The latest version is 1.28.0

In order to upgrade, we suggest first upgrading for the latest of each release.

So for example:

1.26.5 → 1.26.12 → 1.27.8 → 1.28.0

Note that langchain already supports multi tenancy.

Here you can find a recipe I wrote myself with this exact scenario:

We have identified some issues when there is a lot of collections.
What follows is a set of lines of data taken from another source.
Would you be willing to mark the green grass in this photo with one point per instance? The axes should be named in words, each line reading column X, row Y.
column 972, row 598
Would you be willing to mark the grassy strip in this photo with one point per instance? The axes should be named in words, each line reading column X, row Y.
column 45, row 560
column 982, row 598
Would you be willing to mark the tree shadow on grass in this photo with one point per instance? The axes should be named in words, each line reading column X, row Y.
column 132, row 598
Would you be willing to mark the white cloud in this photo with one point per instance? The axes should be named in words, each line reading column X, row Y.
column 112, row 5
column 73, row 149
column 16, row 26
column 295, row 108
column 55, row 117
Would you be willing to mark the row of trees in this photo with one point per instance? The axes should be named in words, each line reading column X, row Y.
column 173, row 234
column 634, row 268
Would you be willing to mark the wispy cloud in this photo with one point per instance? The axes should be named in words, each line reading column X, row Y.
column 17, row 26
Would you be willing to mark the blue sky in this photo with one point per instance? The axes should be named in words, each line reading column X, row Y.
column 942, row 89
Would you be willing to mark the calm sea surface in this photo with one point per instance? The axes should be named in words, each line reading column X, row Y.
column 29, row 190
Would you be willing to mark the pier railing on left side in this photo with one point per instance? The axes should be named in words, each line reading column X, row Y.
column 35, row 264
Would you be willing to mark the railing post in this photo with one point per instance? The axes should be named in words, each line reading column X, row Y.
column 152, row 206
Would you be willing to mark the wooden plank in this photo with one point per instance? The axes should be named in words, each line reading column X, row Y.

One of them, the startup time will grow according to the number of collections.

Also, each time you add a new collection, the graphql schema needs to be rebuild, so this can affect some queries on that endpoint.

Let me know if this helps!

Thanks!

Hi,

we have a sick Weaviate, and still need help figuring out what we can do.

The k8s liveness probe often restarts Weaviate when failing pings, and when it restarts it goes through some recovery process that takes an hour.

How can we diagnose this? We do likely have lots of collections, what’s a quick way to clean that up, since I think most of them are unimportant?

We are also struggling with the “leader not found” problem still, it seems to happen when Weaviate has been idle for a while, and suddenly wakes up.

One thing we’re trying to do is deleting collections from the file system (mounted on /var/lib/weaviate), but Weaviate keeps recreating them. How can we prevent that?

hi @Stefan_Edlund !!

Deleting from the file system is not advisable :grimacing:

You can try increasing the readiness probes on k8s, allowing Weaviate enough time to start up. Because of the number of collections and resource allocated, it can take quite some time.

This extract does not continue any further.